Several steps were taken to ensure the accuracy of our methods. For tractography: (1) a region-of-interest (ROI)-to-ROI seeding method was used, which has been shown to be highly accurate46; (2) probabilistic tractography was chosen for its high sensitivity; (3) tractography was performed in both directions, flipping ROIs to ensure that there was no bias in the direction of tractography and resulting in twice as many streamlines in the main stem of the subfasciculus; and (4) an automatic pruning method was used to remove spurious tracts, ensuring the main component of the fasciculus remained. These steps increased the replicability of our results.

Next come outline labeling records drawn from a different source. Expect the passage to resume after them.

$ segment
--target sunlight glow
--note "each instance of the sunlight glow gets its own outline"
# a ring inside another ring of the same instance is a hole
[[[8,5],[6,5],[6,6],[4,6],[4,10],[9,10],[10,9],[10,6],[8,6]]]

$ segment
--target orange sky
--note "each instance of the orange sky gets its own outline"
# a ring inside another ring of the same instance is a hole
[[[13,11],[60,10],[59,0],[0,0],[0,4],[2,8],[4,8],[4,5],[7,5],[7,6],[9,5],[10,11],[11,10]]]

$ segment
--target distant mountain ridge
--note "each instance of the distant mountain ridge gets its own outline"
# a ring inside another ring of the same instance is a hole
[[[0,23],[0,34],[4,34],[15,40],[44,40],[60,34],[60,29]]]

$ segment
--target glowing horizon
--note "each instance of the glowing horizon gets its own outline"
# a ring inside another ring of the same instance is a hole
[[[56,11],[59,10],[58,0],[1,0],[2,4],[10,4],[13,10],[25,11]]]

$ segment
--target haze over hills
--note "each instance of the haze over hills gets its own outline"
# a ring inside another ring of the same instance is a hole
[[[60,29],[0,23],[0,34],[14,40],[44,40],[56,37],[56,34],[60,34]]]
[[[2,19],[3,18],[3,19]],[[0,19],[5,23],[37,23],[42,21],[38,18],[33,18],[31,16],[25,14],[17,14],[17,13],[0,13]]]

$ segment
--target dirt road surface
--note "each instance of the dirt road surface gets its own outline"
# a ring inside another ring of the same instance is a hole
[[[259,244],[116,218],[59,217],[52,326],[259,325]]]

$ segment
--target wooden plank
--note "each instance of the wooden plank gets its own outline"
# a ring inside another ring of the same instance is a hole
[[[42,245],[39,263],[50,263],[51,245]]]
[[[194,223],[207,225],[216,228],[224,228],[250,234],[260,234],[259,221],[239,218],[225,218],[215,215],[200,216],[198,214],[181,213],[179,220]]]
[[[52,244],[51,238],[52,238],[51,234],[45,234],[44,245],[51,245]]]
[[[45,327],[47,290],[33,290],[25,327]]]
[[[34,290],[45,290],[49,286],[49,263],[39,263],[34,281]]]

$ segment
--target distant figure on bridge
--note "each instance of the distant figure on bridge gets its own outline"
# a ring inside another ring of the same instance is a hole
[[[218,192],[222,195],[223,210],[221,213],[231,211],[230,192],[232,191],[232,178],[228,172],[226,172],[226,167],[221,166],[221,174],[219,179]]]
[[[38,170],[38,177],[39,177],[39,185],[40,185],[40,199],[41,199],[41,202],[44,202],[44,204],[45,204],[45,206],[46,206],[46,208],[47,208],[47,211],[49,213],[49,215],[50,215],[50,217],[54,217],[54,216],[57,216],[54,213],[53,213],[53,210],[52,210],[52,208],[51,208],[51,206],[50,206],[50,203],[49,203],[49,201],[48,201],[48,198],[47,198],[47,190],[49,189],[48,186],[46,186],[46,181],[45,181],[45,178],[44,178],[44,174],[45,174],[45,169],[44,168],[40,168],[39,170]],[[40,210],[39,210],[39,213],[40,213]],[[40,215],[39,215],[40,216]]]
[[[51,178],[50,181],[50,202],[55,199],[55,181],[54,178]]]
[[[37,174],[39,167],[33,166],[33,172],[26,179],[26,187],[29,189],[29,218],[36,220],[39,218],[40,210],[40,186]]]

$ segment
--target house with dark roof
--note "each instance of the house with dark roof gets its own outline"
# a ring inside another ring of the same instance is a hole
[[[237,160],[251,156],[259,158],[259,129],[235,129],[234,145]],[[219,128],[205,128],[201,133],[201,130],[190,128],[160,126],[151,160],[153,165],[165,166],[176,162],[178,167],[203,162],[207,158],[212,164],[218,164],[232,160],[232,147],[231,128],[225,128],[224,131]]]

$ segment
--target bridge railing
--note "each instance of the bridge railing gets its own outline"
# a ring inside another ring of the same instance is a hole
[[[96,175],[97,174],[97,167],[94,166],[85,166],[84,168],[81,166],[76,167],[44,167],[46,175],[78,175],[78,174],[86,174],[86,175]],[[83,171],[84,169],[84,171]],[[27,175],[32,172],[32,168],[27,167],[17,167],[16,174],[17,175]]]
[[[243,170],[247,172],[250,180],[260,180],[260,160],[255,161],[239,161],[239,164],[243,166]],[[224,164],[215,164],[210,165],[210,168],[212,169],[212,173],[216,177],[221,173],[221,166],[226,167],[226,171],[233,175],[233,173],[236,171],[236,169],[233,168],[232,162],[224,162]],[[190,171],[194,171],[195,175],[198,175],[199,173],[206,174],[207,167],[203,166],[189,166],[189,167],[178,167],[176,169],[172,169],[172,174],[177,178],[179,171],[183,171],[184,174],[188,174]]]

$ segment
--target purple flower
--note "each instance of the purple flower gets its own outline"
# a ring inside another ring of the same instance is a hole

The use of manually drawn resection masks to estimate postoperative tractography has the benefit of the rater being able to visually estimate for brain shift but may introduce human error and image registration issues. Additional analyses were performed to investigate these issues and showed minimal impact (eAppendix 2). Furthermore, some subfasciculi were not reconstructed in some patients, which resulted in reduced cohort sizes for the subfasciculi evaluations. Although this could be rectified by tracking each subfasciculus independently, this introduces new biases.
We used the percentage change between preoperative and postoperative streamline count to yield a proxy of resection damage to tracts, and we did not account for microstructural diffusion metrics. Preoperative microstructural measures within tracts have been shown to correlate with performance.8 Variability shown in the relationship between resection damage and language decline (Figures 1 and 2) in these patients could be due to a preexisting dysfunction of this fiber bundle. Alternatively, this could be related to plasticity potential or successful functional reorganization. Future work should explore whether any of these factors further improve the model’s accuracy in helping to prevent language decline from surgical white matter damage and to balance this with potential effects on the chance of postoperative seizure freedom.
Our results suggest that white matter fiber bundle damage correlates with adverse effects on language function, demonstrating that greater damage to the IFG-IFOF in language-dominant resections and MLFa damage in language-nondominant resections are associated with poorer postoperative picture naming performance. We hope this work will lead to reducing language decline after temporal lobe resection by planning and navigating surgery to avoid these fiber bundles. In parallel, it is important to evaluate whether there is any impact on seizure outcome.